I recently asked this question: Show that $y^2=x^3+1$ has infinitely many solutions over $\mathbb Z_p$. and now I'm trying to make sense of the first answer that was posted. It said that I should show $\sum_{n\geq 0}{{1/2}\choose{n}} x^{3n}$ converges, when $p|x$.

Now because the metric on $\mathbb Z_p$ is non-Archimedian, it is sufficient to show that ${1/2\choose n}x^{3n}\to0$, as $n\to \infty$. This is equivalent to saying that its norm should tend to $0$. So I wrote: $$\left\vert{1/2\choose n}x^{3n}\right\vert=\left\vert{1/2\choose n}\right\vert\left\vert x^{3n}\right\vert=p^{-\nu{1/2\choose n}}\cdot p^{-\nu(x^{3n})}.$$ Now I get that $p^{-\nu(x^{3n})}\to 0$ if and only if $p|x$. I however don't know what to make of $1/2\choose n$.

I know that we have this definition: ${k\choose n}=\frac{k(k-1)\cdots (k-n+1)}{n!}$ and that $\frac12$ makes sense in $\mathbb Z_p$, because $p\not\mid2$ (at least for odd $p$). However I don't see why $1/2\choose n$ is well defined, since division is not always possible in $\mathbb Z_p$.

Also, how can I interpret $1/2\choose n$ in a way, such that I can comprehend $\nu{1/2\choose n}$?

Answer 1

Here’s another approach, which I find helpful for showing that for $p\ne2$, $\binom{1/2}n\in\Bbb Z_p$. We have the binomial functions $$ \binom tn=\frac{t(t-1)(t-2)\cdots(t-n+1)}{n!}\in\Bbb Q[t]\,. $$ No question, then, that $\binom{1/2}n$ is a rational, and therefore a $p$-adic number no matter what $n$ is.
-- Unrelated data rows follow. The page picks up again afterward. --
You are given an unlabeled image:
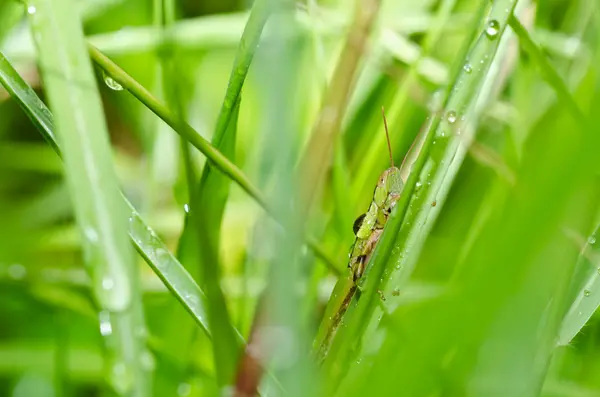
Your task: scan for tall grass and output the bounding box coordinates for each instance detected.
[0,0,599,396]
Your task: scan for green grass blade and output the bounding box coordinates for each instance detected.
[87,42,341,276]
[558,222,600,345]
[508,14,587,123]
[25,0,149,395]
[320,0,507,389]
[296,0,381,215]
[0,50,214,340]
[178,99,242,386]
[177,2,271,385]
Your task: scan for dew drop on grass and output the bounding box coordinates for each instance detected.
[447,111,457,124]
[84,227,98,243]
[8,264,26,280]
[27,5,36,14]
[102,276,115,291]
[177,383,192,396]
[98,311,113,336]
[103,71,123,91]
[140,349,156,371]
[463,63,473,74]
[183,203,190,213]
[584,290,591,297]
[110,362,134,394]
[588,234,596,245]
[485,20,500,39]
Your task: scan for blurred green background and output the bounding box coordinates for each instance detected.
[1,0,600,396]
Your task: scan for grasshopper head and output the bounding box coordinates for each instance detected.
[373,167,403,208]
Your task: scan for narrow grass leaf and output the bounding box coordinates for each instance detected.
[0,48,215,340]
[26,0,148,395]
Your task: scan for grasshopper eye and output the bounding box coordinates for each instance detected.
[353,214,366,235]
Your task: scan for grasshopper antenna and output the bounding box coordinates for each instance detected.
[381,106,394,167]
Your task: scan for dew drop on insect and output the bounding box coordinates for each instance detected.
[103,72,123,91]
[588,234,596,245]
[584,289,591,297]
[485,20,500,39]
[463,63,473,74]
[27,5,36,14]
[447,111,457,124]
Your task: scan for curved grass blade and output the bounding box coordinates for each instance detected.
[25,0,149,394]
[176,0,270,386]
[320,0,507,390]
[0,49,213,339]
[87,43,341,276]
[178,99,242,387]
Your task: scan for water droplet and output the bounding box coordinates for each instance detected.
[140,350,156,371]
[416,181,422,188]
[221,386,235,397]
[84,227,98,243]
[103,72,123,91]
[110,362,134,394]
[177,383,192,396]
[597,267,600,275]
[99,311,113,336]
[588,234,596,245]
[102,276,115,291]
[8,264,26,280]
[183,203,190,213]
[27,5,36,14]
[584,290,591,297]
[485,20,500,39]
[463,63,473,74]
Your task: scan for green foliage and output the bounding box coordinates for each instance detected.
[1,0,600,396]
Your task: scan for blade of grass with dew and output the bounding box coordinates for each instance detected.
[556,29,600,346]
[87,43,341,277]
[0,49,217,341]
[352,68,600,397]
[177,0,271,386]
[149,0,202,380]
[558,220,600,346]
[25,0,149,395]
[319,0,503,389]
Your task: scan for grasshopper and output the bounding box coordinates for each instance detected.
[314,108,405,361]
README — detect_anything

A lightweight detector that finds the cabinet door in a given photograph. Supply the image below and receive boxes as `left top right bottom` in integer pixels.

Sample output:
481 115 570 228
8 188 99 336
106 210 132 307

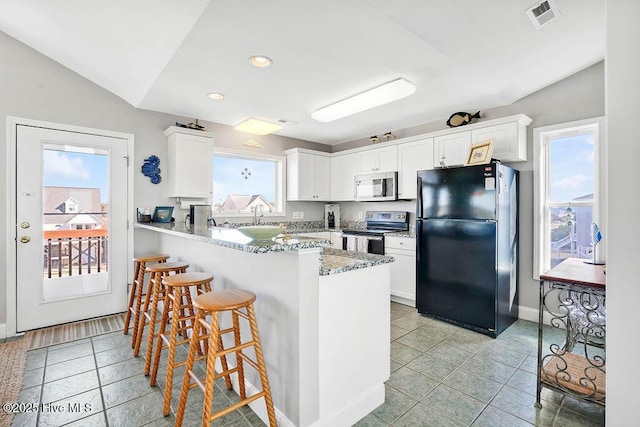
168 132 214 198
472 122 523 162
297 152 316 200
357 150 378 173
330 232 343 248
434 131 471 167
313 155 331 200
398 138 434 199
331 154 357 201
385 248 416 306
376 146 398 173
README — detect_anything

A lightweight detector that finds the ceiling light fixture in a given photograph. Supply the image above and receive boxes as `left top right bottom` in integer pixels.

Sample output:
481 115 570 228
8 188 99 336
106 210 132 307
208 93 224 100
249 55 272 68
235 118 282 135
311 78 417 123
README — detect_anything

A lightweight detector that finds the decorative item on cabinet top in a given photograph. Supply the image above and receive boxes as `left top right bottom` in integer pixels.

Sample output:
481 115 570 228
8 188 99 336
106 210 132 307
446 111 481 128
141 155 161 184
175 119 206 131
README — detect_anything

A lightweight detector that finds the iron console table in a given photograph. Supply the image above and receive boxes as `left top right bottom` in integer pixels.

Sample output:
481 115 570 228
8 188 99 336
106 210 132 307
535 258 606 408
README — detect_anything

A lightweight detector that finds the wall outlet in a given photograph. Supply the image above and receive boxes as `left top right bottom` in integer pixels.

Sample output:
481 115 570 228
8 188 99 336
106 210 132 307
299 211 304 219
358 211 363 219
292 212 300 220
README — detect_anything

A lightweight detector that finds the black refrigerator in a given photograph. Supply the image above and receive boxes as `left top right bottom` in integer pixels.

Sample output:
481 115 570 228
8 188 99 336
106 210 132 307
416 161 518 337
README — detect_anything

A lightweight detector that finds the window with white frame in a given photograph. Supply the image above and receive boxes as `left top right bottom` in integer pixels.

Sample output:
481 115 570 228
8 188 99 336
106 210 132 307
211 149 285 216
533 117 605 278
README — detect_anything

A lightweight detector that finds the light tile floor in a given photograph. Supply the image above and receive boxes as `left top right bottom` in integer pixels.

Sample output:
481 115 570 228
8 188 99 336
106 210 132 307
8 303 605 426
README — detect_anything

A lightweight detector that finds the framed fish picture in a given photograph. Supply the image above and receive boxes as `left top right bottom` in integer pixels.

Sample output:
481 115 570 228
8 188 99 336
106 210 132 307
465 138 495 166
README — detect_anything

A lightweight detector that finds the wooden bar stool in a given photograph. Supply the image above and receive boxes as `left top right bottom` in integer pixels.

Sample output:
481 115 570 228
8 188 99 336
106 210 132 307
175 289 277 427
149 272 214 415
133 261 189 374
124 254 169 348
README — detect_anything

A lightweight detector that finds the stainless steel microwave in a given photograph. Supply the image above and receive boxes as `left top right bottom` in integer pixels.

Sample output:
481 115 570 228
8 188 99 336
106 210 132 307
354 172 398 201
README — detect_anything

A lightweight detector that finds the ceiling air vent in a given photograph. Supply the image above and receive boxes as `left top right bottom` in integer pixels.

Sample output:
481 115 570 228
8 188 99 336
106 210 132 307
526 0 560 29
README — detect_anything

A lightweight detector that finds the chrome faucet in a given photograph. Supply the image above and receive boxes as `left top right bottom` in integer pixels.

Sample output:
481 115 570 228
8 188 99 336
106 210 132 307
253 205 264 225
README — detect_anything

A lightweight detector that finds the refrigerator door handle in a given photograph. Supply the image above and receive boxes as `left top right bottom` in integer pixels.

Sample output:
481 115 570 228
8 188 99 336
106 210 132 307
415 219 422 262
416 176 423 218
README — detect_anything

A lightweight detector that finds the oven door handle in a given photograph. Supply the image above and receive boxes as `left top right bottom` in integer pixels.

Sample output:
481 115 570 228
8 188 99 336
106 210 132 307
365 236 384 241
Let’s see why it’s a $p$-adic integer when $p\ne2$.

For such primes, $1/2$ is a $p$-adic integer, and so is the limit of positive integers. Let $\{m_i\}$ then be a sequence of positive integers with $1/2$ as limit, and look at the $\Bbb Z$-integers $\binom{m_i}n$, which by continuity of the function $\binom tn$, have limit $\binom{1/2}n$. So, since $\binom{1/2}n$ is a limit of $\Bbb Z$-integers, it too is a $p$-adic integer.
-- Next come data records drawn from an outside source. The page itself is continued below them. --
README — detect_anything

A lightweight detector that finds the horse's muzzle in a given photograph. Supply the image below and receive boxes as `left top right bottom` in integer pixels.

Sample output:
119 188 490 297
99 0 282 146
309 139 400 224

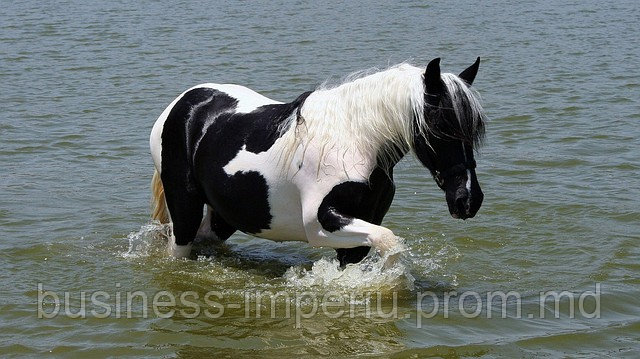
448 187 483 220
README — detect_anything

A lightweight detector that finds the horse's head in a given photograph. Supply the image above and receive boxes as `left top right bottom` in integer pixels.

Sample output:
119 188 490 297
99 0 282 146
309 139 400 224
413 57 486 220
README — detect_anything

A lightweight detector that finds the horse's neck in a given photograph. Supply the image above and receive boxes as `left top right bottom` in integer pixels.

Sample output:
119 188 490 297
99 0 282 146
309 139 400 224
378 141 409 168
302 86 417 163
282 66 424 179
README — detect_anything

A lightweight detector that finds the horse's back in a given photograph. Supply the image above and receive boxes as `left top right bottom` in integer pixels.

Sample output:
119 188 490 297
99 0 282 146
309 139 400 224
202 83 282 112
150 83 280 171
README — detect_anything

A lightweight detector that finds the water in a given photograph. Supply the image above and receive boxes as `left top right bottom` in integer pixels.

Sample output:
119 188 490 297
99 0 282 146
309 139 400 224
1 0 639 357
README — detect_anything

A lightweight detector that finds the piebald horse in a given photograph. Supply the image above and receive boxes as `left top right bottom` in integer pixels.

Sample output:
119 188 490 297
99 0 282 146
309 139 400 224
150 58 486 267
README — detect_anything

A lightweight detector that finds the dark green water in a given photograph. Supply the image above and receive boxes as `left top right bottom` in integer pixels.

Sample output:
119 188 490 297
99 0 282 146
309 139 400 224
1 0 639 357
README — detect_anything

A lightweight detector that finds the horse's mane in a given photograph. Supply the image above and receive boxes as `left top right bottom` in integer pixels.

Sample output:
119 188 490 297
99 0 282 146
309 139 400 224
278 63 486 173
437 72 486 148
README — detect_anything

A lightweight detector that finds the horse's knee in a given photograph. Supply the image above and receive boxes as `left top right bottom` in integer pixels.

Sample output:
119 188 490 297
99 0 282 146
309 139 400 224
369 226 398 253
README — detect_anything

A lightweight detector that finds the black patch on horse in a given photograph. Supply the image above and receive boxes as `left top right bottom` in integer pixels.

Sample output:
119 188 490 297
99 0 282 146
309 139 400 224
317 166 396 267
243 91 312 153
160 88 238 245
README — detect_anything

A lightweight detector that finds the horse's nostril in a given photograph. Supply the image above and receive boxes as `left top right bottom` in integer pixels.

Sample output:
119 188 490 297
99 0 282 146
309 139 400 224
455 194 468 213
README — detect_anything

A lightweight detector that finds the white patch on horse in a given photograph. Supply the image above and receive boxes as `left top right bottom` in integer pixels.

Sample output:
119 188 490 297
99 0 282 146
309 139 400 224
461 142 471 193
223 136 308 242
186 93 215 163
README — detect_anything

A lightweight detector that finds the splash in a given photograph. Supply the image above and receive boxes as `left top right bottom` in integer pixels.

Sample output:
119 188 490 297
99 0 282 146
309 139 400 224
121 223 458 295
122 221 169 258
407 235 461 288
283 240 415 293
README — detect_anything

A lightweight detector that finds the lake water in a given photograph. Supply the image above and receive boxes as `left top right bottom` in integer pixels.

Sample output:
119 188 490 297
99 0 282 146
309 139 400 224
1 0 639 357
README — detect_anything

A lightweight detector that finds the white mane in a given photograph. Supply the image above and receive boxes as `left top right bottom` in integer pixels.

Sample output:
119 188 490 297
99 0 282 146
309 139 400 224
278 63 485 172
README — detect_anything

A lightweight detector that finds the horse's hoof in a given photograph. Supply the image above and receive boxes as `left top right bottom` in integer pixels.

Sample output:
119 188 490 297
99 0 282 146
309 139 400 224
168 241 192 259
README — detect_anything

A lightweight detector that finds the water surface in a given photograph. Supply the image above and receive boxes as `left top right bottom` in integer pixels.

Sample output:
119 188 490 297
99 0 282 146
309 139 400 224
1 0 639 357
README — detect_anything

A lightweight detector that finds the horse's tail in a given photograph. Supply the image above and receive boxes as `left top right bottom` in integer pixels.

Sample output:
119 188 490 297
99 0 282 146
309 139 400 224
151 169 170 224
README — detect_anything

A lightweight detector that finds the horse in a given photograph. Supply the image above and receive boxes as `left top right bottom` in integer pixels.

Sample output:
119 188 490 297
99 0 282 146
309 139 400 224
149 57 486 267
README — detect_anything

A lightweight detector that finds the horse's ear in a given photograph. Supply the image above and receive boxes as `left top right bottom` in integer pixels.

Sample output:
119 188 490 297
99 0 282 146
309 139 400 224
459 57 480 86
424 58 444 94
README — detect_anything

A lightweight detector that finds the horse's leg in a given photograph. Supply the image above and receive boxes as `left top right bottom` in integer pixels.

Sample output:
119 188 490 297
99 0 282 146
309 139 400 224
209 209 236 240
306 215 399 262
335 247 371 267
196 205 214 240
317 168 396 267
162 182 204 258
197 205 236 241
Notice that I used no special property of the number $1/2$ beyond its membership in $\Bbb Z_p$. The same proof shows that for a $p$-adic integer $a$, the expression $(1+z)^a$ makes sense for all $p$-adic quantities $z$ for which $|z|<1$.

Answer 2

${1/2 \choose n}$ is perfectly well-defined as an element of the $p$-adic rationals

$$\mathbb{Q}_p = \text{Frac}(\mathbb{Z}_p) = \mathbb{Z}_p \left[ \frac{1}{p} \right]$$

even when $p = 2$; the $p$-adic rationals are a field of characteristic zero, and in any such field $x \mapsto {x \choose n}$ is well-defined. A $p$-adic rational has a $p$-adic valuation lying in $\mathbb{Z}$.